Corona del Sol defensive lineman Todd Peat is in demand. That situation, he says, is an obstacle course, full of twists and turns, highs and lows.
In a few months it’s all coming to an end. Peat will sign his name on the dotted line and commit to one of the numerous universities vying for his services. He said the recruiting process has been fun and tiring at the same time. Peat has a list of Arizona State, Stanford, Oregon State, Wake Forest, Nebraska and Miami.
He said he has decided to wait until after the season to take official visits and ultimately decide which school he would like to attend.
His first recruiting letter came from UCLA his freshman year, Peat said. His first offer came from ASU when he was a sophomore, followed by Wake Forest. Now, he has a stack of letters and a plethora of offers. He’s looking forward to making a decision. The recruiting process has been a long one. The attention and visits have been fun, but differing opinions have made the process stressful.
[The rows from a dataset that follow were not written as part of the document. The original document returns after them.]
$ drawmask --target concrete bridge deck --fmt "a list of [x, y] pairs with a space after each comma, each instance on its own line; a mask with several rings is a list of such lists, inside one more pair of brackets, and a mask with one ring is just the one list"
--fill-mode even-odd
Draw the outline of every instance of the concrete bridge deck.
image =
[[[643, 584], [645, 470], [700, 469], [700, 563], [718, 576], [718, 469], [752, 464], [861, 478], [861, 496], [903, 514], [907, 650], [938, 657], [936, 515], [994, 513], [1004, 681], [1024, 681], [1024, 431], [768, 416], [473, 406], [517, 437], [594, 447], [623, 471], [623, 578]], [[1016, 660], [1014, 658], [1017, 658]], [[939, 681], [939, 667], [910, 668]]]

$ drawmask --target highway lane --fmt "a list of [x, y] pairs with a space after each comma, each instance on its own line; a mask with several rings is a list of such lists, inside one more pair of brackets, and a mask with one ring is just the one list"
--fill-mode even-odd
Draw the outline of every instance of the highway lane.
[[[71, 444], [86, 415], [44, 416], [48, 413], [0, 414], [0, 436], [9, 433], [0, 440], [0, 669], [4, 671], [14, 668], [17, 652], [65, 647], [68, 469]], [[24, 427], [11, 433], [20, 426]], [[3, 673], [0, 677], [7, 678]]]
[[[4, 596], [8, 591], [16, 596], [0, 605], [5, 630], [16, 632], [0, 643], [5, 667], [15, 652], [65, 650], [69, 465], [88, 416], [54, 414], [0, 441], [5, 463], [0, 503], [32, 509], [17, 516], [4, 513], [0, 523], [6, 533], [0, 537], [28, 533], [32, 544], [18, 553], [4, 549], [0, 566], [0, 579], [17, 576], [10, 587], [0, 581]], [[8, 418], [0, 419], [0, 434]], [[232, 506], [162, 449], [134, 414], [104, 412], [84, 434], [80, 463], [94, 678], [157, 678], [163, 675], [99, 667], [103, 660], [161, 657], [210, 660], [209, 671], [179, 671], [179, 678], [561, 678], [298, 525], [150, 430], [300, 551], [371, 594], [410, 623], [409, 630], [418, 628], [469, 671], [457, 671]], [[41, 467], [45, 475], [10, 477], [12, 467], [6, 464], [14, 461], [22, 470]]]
“At first it was fun, but when you start coming to the end it gets real stressful. You’ve got people putting pressure on you—everybody telling you which (school to attend): your teammates, people around school, even your family. My family’s pretty good about it, but they’ve all got an opinion about where I should go,” he said.
“I’m around a bunch of ASU people, around a bunch of (University of Arizona) people and people telling me I need to go to Stanford to get a better education. Nebraska fans everywhere, Alabama fans everywhere. They’ve all got an opinion.
“If you talked to me six months ago, I was having a great time with the recruiting process, with the attention and all that. It’s just real stressful after a while. You don’t even want to deal with it at a point.”
Peat said coaches like his style of play. At 6-3, 290 pounds, they believe he’s built to play right away. Playing right away is something Peat said he’s looking to do.
“I’m a real physical player. That’s what they all tell me. That’s what they’re all looking for in a defensive tackle, not just a guy who can bull rush the whole game, but a guy who has moves, quickness and explosion off the ball is what everybody’s looking for in a defensive lineman,” he said.
“I think I’m physically ready. It’s just learning the system. I feel like at my weight and with my strength and my size and my athletic ability, I don’t really think that I’m going to need to redshirt.”
Peat said he tries to ignore most of the opinions that float in his direction. One opinion he does not ignore is that of his father, who played in the National Football League with the Arizona Cardinals and Los Angeles Raiders.
“I give all the credit in the world to my dad. He’s been through the whole process. He played eight years in the NFL. Everything he tells me is gold,” he said.
Peat Sr.’s advice is to be totally honest with yourself and the coaches, and remain objective. Peat Jr. said he’s passing this information on to his brother, Andrus Peat, who next year is likely to have the same experience.
Andrus, a junior offensive lineman, currently has 14 scholarship offers from schools such as Arizona, ASU, Southern Cal, Duke, Clemson, Nebraska and Miami.
“He’s probably got more offers than me right now,” Peat said. “He’s going to have the pick of just about anywhere he wants to go.”
The dominos are falling. Peat Sr. has experiences to help his son, and Peat Jr. is using his experiences to help his younger brother.
Todd doesn’t envy his brother at all. The opinions, the pressure, the endless phone calls. One thing he will tell Andrus is to lean on the people closest to him. They, he said, will offer the opinions that matter the most.